The commission says agents linked to two separate fatalities to McGilligutty's and He's Not Here Saloon. T.A.B.C. agents say the bars over served people who minutes after they walked out the front door died.
Once T.A.B.C. agents receive police reports where alcohol is possibly a factor they start what they call a source investigation to identify the source of where the alcohol came from. Agents took statements from witnesses and bartenders but the biggest piece of evidence is a receipt.
"If we can find a receipt it shows us when they bought it, how they paid for it and who served it," says Lt. Williams who added that one of the cases had a solid receipt the other relied on witness statements.
Chastity Killian, 33, died two blocks from McGilligutty's after investigators say she swerved into traffic. Receipts show her table drank 23 beers and a cocktail. Her blood alcohol level was .135 percent. The legal limit in Texas is .08 percent.
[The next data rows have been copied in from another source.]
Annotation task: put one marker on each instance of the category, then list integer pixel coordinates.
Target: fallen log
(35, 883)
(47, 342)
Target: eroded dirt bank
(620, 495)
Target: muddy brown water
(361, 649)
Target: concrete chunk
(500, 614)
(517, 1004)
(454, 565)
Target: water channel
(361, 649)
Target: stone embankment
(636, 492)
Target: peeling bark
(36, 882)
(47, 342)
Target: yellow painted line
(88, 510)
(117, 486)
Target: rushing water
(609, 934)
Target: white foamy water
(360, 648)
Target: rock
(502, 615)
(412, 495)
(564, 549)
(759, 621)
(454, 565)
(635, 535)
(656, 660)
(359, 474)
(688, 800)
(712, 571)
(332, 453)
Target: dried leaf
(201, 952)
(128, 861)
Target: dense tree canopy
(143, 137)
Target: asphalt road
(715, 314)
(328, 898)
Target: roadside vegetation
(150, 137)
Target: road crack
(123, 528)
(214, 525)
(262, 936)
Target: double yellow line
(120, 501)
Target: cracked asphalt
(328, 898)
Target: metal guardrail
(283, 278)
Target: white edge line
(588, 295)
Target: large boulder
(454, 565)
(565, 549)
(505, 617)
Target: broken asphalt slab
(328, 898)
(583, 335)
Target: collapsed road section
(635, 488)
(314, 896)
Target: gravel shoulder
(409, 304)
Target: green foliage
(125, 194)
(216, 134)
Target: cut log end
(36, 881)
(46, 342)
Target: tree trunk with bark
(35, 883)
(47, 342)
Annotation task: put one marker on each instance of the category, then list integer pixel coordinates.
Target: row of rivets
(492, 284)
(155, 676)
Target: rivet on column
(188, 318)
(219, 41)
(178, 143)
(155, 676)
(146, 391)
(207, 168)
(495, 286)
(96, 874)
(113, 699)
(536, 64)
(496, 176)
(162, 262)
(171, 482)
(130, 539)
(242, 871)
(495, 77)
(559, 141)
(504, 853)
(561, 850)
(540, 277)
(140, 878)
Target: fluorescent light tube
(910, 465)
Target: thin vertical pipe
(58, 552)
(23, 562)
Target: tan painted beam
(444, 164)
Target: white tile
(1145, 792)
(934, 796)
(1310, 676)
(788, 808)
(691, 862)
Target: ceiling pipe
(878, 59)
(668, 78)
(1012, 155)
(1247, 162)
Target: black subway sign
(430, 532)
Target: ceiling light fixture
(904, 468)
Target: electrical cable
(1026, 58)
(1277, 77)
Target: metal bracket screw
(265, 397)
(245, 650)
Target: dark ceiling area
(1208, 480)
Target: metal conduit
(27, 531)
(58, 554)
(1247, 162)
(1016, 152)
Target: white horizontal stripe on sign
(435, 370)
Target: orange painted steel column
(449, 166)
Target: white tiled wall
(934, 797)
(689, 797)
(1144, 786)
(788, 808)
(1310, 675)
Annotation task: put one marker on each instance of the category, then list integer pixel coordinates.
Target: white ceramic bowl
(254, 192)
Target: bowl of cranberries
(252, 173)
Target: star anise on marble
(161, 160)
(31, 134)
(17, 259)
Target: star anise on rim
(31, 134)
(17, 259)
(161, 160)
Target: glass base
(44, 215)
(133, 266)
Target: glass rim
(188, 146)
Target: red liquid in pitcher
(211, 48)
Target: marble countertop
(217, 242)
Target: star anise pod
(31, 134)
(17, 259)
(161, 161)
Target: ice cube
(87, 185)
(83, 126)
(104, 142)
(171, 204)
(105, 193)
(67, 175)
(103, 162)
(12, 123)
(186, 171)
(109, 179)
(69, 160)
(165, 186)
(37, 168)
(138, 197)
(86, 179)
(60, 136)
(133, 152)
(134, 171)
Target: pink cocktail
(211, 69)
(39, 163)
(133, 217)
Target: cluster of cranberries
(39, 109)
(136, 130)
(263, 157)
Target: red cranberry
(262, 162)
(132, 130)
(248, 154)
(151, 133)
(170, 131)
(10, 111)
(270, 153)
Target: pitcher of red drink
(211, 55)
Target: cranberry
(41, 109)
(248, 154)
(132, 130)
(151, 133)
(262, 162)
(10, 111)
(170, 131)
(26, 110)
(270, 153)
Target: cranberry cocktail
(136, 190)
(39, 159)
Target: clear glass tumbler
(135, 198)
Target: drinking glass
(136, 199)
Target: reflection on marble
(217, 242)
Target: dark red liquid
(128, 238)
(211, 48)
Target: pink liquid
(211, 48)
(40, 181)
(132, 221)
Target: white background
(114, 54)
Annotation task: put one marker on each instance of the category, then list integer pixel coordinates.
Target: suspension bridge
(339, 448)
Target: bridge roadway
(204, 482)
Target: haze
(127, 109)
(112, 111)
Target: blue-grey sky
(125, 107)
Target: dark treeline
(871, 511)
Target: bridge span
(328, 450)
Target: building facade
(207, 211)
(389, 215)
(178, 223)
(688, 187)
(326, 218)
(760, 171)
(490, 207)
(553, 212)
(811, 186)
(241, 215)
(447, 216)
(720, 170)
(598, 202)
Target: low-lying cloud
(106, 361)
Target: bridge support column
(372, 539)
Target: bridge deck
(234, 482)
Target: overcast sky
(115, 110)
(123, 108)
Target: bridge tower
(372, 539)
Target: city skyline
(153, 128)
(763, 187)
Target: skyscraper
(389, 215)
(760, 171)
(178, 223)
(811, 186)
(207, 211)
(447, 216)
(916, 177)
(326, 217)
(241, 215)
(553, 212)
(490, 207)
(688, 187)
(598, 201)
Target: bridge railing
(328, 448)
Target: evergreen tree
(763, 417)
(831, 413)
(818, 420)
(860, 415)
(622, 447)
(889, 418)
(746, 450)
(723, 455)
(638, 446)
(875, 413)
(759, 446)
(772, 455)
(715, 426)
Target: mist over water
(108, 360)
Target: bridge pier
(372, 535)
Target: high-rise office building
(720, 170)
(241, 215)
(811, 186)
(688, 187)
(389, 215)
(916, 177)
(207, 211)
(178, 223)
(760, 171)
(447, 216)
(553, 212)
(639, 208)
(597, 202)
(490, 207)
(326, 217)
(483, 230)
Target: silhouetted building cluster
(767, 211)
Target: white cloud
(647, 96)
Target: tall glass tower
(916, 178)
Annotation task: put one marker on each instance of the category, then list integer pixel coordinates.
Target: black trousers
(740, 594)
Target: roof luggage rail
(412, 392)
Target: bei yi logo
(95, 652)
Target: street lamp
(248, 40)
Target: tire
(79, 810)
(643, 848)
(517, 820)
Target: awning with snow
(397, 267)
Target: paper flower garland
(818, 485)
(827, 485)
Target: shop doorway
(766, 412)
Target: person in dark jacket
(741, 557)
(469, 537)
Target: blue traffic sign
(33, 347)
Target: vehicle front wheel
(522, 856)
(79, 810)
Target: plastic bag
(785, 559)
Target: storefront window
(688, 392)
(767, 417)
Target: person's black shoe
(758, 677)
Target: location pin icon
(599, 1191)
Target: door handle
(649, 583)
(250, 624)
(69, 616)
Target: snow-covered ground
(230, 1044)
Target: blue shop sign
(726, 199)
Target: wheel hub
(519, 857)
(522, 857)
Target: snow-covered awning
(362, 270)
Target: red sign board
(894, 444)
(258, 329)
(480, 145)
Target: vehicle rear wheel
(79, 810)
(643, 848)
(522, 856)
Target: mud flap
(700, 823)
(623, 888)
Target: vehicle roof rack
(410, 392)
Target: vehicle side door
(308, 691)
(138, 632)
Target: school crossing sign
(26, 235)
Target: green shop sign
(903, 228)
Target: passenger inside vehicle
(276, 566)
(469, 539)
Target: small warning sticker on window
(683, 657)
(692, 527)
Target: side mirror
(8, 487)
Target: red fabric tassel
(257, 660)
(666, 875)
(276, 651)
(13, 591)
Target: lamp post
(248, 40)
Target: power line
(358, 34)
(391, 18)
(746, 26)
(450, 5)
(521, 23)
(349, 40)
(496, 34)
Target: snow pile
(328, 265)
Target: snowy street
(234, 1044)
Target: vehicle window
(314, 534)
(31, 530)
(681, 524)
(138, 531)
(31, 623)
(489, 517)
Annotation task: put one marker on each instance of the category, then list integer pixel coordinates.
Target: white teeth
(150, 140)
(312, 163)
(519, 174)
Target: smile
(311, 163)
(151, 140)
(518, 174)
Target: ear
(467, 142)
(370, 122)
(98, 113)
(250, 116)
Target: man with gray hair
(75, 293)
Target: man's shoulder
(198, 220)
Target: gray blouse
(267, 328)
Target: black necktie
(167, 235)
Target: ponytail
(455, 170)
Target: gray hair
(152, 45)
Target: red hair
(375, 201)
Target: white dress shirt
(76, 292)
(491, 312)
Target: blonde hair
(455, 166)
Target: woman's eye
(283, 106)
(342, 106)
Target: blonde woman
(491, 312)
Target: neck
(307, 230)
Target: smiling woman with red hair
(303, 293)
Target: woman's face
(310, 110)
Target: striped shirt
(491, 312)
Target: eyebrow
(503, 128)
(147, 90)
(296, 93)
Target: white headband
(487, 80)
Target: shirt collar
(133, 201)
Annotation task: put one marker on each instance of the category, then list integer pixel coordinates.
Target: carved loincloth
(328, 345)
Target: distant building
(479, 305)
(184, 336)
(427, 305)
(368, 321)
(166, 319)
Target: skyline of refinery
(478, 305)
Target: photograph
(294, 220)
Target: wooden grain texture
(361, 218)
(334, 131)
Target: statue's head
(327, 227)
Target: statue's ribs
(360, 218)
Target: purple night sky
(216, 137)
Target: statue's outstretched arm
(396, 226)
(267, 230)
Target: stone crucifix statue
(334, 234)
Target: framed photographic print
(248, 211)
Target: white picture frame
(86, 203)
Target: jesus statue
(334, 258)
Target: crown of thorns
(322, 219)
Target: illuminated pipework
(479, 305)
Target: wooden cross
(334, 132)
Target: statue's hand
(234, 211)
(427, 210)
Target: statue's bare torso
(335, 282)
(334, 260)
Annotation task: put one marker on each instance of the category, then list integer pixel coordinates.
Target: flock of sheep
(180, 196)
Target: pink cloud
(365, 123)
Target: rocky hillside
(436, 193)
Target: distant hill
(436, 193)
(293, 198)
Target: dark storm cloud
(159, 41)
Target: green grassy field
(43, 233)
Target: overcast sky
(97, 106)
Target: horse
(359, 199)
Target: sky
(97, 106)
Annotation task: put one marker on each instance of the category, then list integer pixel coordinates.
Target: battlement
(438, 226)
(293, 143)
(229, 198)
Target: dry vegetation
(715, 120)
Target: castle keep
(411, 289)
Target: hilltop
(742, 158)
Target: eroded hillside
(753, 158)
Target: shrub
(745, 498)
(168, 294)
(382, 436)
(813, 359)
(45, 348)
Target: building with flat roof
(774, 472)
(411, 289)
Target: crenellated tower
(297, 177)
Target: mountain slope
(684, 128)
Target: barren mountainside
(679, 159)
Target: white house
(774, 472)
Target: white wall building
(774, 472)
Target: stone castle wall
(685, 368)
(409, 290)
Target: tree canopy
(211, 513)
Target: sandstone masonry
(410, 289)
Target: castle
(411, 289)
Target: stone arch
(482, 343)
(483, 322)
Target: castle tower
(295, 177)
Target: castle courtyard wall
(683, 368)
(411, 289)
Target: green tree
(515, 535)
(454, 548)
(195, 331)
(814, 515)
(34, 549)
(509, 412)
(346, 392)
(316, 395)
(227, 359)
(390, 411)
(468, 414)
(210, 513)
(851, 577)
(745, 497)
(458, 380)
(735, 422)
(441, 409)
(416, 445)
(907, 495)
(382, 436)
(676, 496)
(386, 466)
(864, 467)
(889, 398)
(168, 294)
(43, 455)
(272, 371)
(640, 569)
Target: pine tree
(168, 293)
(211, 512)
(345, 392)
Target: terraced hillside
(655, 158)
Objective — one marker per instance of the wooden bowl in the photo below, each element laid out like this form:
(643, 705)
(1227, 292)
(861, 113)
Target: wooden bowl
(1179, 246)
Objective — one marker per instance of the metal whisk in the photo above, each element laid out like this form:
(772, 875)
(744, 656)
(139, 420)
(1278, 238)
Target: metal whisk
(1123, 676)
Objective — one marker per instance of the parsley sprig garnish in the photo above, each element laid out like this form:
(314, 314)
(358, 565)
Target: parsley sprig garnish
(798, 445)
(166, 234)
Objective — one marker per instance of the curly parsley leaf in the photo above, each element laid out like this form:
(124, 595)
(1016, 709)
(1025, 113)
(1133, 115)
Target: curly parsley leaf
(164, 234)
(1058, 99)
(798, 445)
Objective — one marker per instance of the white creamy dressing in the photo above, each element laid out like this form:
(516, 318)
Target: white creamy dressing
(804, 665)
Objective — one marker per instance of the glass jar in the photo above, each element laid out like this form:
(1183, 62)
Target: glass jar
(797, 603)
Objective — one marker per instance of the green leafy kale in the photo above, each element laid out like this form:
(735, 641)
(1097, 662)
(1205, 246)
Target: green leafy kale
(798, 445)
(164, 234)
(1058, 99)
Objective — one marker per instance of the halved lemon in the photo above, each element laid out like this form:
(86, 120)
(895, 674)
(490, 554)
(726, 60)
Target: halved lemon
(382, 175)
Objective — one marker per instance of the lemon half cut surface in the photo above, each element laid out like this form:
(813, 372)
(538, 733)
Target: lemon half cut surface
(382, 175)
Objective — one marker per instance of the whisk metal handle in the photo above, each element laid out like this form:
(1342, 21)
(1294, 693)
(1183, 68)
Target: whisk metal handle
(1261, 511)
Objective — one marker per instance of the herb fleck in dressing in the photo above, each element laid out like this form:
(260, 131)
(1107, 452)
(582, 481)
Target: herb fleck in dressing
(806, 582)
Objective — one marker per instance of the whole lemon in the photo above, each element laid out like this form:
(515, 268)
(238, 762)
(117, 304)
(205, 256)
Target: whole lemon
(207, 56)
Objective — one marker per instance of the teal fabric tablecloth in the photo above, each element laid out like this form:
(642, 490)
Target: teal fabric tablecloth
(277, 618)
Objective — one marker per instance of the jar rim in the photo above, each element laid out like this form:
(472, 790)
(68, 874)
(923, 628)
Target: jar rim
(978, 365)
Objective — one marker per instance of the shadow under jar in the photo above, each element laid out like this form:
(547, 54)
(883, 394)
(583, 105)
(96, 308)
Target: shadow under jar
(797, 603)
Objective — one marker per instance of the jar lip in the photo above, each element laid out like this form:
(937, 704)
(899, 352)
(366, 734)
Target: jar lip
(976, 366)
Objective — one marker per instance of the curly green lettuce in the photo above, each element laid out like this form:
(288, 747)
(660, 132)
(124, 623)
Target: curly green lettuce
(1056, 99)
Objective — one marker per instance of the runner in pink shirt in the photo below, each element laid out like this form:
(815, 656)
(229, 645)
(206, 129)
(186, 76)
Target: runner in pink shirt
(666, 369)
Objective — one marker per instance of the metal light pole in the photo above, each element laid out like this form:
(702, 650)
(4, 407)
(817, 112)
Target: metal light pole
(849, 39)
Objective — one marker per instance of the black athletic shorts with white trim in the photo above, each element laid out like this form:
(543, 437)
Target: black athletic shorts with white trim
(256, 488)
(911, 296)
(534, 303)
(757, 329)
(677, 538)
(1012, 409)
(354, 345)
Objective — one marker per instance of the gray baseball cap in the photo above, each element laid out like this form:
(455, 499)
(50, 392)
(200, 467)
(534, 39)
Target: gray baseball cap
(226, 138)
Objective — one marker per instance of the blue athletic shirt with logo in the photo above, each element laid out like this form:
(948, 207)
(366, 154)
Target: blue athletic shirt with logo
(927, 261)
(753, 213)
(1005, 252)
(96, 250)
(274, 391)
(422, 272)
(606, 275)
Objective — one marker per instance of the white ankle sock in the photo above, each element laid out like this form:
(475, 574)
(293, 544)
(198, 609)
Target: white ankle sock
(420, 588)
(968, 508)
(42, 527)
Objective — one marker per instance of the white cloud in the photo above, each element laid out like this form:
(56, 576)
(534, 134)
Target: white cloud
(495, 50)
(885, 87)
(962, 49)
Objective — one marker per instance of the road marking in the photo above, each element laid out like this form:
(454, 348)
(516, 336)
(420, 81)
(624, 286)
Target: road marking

Two weeks after Killian's accident, 47-year-old Jose Usura went to watch a football game at He's Not Here. Agents say Usura was a regular and a witness described him as being fine, but when he left the bar he stepped off the curb into traffic where two cars hit him. Agents say two bartenders served him too many beers, his blood alcohol level was .315 percent, four times the legal limit.
"It's been a while since we had a source investigation to where we canceled permits locally," says Lt. Williams who added both owners voluntarily gave up their permits. As part of the investigation process, the bar owners opted to avoid a hearing before a judge and handle case in Lubbock.
Brian Burns, Owner of He's Not Here, agreed to waive his right to a hearing and surrendered the permit effective immediately. He's Not Here Saloon received their T.A.B.C. permit back in 1997 and since then had multiple safety violations, including four cases of sale to an intoxicated person between 2000 and 2004 according to T.A.B.C. Rajeev Gill, President of UJNA, Inc., also surrendered the permit. McGilligutty's received their permit back in 2007 and since then has had no other violations according to agents.
No charges have been filed against the person who over-served Killian at McGilligutty's. Agents say they couldn't be 100 percent certain who served the drinks but criminal charges can be filed at a later date, if more information becomes available. Charges are pending against two bartenders at He's Not Here for selling alcohol to an intoxicated person which if convicted carries up to one year behind bars and at the most, a $500 fine.